Cerulli: Up to One-Fifth of DC Plans Might Invest in Private Markets by 2035
Retirement plan sponsors are expressing a significant interest in adding private markets exposure to DC plans, according to the 2025 “Cerulli Edge—U.S. Retirement Edition” report from Cerulli Associates. Based on its survey data, Cerulli estimates that within a decade, up to one-fifth of DC plans will have such exposure, either through target date funds or managed accounts incorporating private assets.
A 2025 Cerulli survey of 966 retirement plan sponsors found that 37% stated they were very interested in learning about the pros and cons of incorporating private market assets through either a target-date fund or a managed account. The interest was strongest among sponsors with between $250 million and $1 billion in assets, at 57%. Plan sponsors in this group likely have more dedicated staff to make informed investment decisions about private market investment options than their smaller counterparts, according to Christopher Bailey, director at Cerulli Associates.
However, interest in private markets is somewhat tepid among small and medium-sized sponsors (in the 30% to 37% range) and among sponsors with over $1 billion in assets (35%). The larger plans might already have some form of allocation to private market assets, Bailey noted.
These findings come amid a push by the Trump administration to include private market assets in retirement plans, including an executive order directing government regulators to facilitate this for DC plan sponsors. While private market asset allocations are already utilized in pension plans, 401(k) plan sponsors have generally avoided such investments due to concerns about inadvertently violating the Employee Retirement Income Security Act. SEC Chair Paul Atkins and Commissioner Mark Uyeda have also spoken out in favor of allowing private market investments in DC plans “within reason.”
An earlier Cerulli survey, conducted in 2024, found that approximately 20% of plan sponsors had already discussed incorporating private market investments into their plans with their consultants or advisors.
Asset management and DC consultants surveyed by Cerulli forecast that by 2030, 7% of plan sponsors will have a private markets allocation through a target date fund or a managed account. By 2035, that figure might rise to 17%, respondents predicted.
Some asset managers have already developed products for the space. Apollo Global Management CEO Marc Rowan has talked about developing products for 401(k)s. Last April, State Street Global Advisors, the asset management arm of State Street Corp., launched target-date funds with exposure to private markets. In May, Empower, the country’s second-largest provider of workplace retirement plans, announced a partnership with private investment fund managers and custodians to offer investments through collective investment trusts. Then, in July, Goldman Sachs Asset Management launched the Goldman Sachs Collective Trust – Private Credit Fund. In October, Blackstone Inc. created a new group focused on developing funds for retirement accounts.
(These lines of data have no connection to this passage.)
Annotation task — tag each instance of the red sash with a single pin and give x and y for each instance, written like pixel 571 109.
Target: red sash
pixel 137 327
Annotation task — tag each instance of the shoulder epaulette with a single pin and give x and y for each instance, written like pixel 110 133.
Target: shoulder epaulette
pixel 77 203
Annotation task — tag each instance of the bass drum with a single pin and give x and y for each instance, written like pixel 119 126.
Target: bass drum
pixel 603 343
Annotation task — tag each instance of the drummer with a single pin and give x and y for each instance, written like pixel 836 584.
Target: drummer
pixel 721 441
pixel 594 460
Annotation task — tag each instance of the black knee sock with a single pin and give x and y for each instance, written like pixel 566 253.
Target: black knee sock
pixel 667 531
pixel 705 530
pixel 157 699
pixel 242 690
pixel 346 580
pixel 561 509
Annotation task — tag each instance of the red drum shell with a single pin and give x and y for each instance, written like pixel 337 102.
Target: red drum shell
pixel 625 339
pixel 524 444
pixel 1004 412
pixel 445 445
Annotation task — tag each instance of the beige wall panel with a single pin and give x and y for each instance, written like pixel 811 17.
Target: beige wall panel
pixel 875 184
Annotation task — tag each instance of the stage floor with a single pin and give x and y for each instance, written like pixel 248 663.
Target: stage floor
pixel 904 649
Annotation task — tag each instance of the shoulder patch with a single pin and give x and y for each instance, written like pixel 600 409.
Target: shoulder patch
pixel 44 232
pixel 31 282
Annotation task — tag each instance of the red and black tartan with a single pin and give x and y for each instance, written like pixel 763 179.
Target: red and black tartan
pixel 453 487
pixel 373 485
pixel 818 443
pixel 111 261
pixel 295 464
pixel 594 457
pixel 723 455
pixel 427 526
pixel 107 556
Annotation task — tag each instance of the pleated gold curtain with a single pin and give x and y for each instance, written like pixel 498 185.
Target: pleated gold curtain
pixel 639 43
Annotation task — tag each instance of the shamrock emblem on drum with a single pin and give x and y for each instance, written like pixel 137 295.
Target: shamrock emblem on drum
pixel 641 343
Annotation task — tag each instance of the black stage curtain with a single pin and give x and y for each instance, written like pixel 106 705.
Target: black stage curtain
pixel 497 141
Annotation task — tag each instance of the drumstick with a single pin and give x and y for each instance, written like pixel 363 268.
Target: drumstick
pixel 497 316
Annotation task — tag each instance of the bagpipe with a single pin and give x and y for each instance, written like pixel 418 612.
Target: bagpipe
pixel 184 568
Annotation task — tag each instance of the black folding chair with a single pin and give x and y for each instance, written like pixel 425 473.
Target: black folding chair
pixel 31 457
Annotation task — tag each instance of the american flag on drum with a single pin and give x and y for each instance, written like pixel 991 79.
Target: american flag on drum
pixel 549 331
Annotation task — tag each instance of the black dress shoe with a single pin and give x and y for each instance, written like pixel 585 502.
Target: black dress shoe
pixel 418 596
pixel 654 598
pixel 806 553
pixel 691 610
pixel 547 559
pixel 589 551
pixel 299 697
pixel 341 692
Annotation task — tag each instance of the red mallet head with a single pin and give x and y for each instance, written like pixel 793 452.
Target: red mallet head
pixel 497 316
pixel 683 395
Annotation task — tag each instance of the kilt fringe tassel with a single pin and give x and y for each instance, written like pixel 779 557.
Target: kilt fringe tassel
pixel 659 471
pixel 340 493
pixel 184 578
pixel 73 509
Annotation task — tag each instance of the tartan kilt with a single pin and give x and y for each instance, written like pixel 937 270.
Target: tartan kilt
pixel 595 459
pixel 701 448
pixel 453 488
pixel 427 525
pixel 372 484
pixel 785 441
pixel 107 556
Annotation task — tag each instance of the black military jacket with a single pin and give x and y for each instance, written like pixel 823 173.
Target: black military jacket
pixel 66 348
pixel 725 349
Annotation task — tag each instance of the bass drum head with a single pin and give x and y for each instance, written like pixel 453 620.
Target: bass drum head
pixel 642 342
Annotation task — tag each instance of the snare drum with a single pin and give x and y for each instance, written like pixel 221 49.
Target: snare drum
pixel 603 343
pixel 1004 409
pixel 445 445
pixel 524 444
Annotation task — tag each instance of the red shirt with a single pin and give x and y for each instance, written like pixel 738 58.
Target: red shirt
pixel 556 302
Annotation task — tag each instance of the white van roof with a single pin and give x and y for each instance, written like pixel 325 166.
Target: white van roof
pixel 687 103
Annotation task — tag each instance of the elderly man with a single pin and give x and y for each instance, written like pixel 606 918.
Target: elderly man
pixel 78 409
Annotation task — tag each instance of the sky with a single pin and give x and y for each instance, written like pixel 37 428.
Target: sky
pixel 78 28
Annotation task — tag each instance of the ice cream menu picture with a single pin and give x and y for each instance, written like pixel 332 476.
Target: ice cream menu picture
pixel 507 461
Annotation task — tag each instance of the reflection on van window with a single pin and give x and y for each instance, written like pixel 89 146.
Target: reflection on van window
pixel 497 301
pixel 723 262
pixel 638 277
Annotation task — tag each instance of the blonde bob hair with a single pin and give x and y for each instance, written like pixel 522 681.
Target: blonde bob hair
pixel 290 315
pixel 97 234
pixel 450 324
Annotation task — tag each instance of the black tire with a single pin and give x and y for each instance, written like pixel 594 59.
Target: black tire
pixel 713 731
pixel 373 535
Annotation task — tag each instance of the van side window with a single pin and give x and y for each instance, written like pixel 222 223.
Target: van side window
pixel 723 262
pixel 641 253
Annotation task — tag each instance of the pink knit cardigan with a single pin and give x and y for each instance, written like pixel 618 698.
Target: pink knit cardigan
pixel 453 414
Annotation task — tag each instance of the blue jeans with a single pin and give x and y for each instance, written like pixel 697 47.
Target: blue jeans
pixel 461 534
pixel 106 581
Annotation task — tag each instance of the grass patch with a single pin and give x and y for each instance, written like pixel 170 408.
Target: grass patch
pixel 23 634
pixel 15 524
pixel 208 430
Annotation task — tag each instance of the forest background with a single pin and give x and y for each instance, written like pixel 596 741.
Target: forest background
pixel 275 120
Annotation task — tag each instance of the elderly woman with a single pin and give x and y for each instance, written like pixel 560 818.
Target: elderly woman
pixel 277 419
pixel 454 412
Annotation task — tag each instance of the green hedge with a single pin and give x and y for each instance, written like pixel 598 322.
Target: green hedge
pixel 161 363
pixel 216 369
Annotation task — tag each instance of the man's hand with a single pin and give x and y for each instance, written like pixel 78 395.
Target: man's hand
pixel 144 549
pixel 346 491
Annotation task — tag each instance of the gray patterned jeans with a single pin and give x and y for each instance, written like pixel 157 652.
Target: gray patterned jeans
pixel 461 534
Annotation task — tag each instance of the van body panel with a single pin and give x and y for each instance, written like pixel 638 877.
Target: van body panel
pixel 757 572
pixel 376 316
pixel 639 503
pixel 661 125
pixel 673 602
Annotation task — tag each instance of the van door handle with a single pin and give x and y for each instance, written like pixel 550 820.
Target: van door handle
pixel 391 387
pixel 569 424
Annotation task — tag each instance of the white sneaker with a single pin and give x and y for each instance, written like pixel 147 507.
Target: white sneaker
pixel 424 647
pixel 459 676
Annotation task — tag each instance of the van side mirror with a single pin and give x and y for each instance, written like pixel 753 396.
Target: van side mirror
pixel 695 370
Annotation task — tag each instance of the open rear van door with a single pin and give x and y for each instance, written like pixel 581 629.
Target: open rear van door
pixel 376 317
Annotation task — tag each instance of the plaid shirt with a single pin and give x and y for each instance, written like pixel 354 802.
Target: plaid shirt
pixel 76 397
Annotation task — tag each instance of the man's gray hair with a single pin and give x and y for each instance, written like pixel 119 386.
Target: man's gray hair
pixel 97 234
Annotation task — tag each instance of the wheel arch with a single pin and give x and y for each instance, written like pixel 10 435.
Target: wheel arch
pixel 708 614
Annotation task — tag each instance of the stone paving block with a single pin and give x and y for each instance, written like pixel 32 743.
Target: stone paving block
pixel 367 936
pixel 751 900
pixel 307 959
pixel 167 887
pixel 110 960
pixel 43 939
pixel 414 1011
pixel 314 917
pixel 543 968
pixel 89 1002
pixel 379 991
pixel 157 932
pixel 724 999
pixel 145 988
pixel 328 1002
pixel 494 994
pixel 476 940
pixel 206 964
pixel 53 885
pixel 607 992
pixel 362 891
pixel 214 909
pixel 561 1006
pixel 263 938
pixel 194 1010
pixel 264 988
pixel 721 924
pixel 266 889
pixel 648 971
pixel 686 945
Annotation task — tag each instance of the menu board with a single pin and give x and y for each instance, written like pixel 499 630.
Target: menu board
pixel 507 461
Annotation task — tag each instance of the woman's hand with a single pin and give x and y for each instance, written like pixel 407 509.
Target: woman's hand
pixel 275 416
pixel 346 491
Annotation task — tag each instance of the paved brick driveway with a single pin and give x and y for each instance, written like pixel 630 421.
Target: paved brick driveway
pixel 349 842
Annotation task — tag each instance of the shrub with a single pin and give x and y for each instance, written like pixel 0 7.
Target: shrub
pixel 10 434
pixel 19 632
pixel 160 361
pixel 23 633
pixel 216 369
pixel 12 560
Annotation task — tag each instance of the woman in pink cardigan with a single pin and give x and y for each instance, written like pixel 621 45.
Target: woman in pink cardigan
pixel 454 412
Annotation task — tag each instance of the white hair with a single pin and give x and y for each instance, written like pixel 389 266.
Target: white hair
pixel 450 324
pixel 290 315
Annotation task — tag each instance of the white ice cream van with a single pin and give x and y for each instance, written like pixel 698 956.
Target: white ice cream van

However, 84% of plan sponsors indicated cost was a significant concern about incorporating private market assets into their DC plans, while 76% cited liquidity and 72% valuations as other major concerns. In particular, plan sponsors fear they could face litigation if they add private market assets to their plans. Bailey brought up the example of Intel Corp., which faced a lawsuit in 2019 for investing some of its retirement plan money in hedge funds and private equity funds because it violated ERISA. That lawsuit was dismissed in May 2025, but plan sponsors are sensitive to the fact that even if they are making the right decision for their clients, they do not want to deal with the expense and hassle of a lengthy lawsuit, Bailey noted.
In addition, plan sponsors are slow to adapt to changes. In 2025, 22% of surveyed sponsors changed one or more of their core menu options, and only 4% changed their target date managers. However, a large majority (77%) conducted investment due diligence reviews.
For private investments, plan sponsors need both more education on how private investment options work and what role they will play in their portfolios, as well as some time to observe how such investments perform in DC plans, Bailey said. That would require a three- to five-year horizon and more private market options so sponsors can pick and choose which plans work best for their participants.
“How will one of these investments going to work through a market cycle? ‘You told me you can manage liquidity. Now, show me how you are going to do it,’” is the mindset, according to Bailey. “And if you only have one investment [option] with private market assets, is it the best it could be, is it the worst it could be, is it somewhere in the middle? It benefits the industry to have more of these things out there being used.”
Cerulli researchers forecast that target date funds will be among the first private market options adopted by DC plans, as 78% of plan sponsors already use such funds as qualified default investment alternatives. Target date funds also present fewer operational hurdles than other options for private market exposure.